New Liberian President

With plans to initiate a “fundamental break” and to stabilize Liberia under her belt, the newly elected President Ellen Johnson-Sirleaf was sworn into office on Monday (Jan.16) making her the first African female head of state.

Surrounded by supporting Liberians and foreign representatives, including first lady Laura Bush and Secretary of State Condoleezza Rice, President Johnson-Sirleaf promised to unite the West African country which has been stricken with coups and war for a quarter of a century.

“We recognize this change is not a change for change’s sake, but a fundamental break with the past, therefore requiring that we take bold and decisive steps to address the problems that have for decades stunted our progress,” she said, according to the Washington Post.
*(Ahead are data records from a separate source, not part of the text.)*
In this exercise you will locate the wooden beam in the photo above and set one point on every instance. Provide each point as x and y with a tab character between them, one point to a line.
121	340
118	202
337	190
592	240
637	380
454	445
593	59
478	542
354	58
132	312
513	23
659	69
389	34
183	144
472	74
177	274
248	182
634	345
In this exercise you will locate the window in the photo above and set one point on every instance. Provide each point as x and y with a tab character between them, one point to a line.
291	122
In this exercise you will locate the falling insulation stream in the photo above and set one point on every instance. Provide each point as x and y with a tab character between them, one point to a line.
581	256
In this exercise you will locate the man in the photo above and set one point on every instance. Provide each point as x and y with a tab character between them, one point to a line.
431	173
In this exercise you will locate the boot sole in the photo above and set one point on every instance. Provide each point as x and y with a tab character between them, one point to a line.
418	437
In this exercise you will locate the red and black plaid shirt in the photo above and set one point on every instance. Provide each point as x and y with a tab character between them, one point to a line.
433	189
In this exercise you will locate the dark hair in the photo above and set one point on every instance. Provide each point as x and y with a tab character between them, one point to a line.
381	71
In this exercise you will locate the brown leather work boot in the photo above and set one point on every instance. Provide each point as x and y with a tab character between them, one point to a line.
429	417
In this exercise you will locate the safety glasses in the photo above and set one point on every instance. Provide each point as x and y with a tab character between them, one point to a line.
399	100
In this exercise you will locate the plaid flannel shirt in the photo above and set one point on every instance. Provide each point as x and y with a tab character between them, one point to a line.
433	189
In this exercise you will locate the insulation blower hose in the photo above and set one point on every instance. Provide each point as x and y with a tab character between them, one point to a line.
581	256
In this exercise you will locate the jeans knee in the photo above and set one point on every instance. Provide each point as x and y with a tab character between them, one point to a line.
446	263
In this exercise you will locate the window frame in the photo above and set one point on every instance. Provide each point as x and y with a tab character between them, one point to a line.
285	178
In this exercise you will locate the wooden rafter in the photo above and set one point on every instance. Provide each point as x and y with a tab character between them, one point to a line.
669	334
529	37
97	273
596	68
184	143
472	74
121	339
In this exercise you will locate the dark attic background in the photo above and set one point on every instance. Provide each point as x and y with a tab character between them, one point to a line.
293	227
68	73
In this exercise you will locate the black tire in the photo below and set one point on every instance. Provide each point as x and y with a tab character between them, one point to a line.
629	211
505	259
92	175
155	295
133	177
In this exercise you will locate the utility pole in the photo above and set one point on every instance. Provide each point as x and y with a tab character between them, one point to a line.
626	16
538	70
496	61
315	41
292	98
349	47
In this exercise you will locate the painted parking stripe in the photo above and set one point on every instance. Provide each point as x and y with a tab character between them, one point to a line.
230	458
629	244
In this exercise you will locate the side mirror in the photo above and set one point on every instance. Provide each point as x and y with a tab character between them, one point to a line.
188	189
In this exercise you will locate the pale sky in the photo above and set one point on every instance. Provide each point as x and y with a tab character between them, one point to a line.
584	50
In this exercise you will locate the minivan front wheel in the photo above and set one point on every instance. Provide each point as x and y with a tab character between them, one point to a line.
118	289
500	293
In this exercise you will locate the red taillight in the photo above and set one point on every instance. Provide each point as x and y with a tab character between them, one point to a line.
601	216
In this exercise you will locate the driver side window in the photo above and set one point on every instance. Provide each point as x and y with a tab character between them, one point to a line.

Johnson-Sirleaf’s plans for Liberia over the next six years  include ending corruption and war in order to promote foreign donations, which she says is needed to redevelop Liberia. This also involves maintaining a governance and economic management program (GEMAP), which will oversee state spending. “We will accept and enforce the terms of GEMAP,” Sirleaf said. “We will ensure competence and integrity in the management of our resource.”

According to the Washington Post, U.N. Secretary General Kofi Annan congratulated the 67-year-old Harvard graduate saying she had a “historic mandate to lead the nation toward a future of lasting peace and stability.” Liberia, being the oldest African republic, was founded by freed slaves in 1847.

War erupted after Charles Taylor led a rebellion against Samuel K. Doe. Taylor became president in 1997, however after being suspected of initiating war crimes during the country’s civil war, he was exiled to Nigeria.

Johnson-Sirleaf was reported as a supporter of Taylor during his invasion in 1989, a decision from her past that still incites controversy till this day. Johnson-Sirleaf was also imprisoned during a 1980’s coup led be Samuel K. Doe, who ordered that all cabinet ministers be executed. She fled into exile and later returned as an economist.

“Let us begin anew,” said Sirleaf, “moving forward into a future that is filled with hope and promise.” Her words reassure change and peace for a country that has seen much internal strife.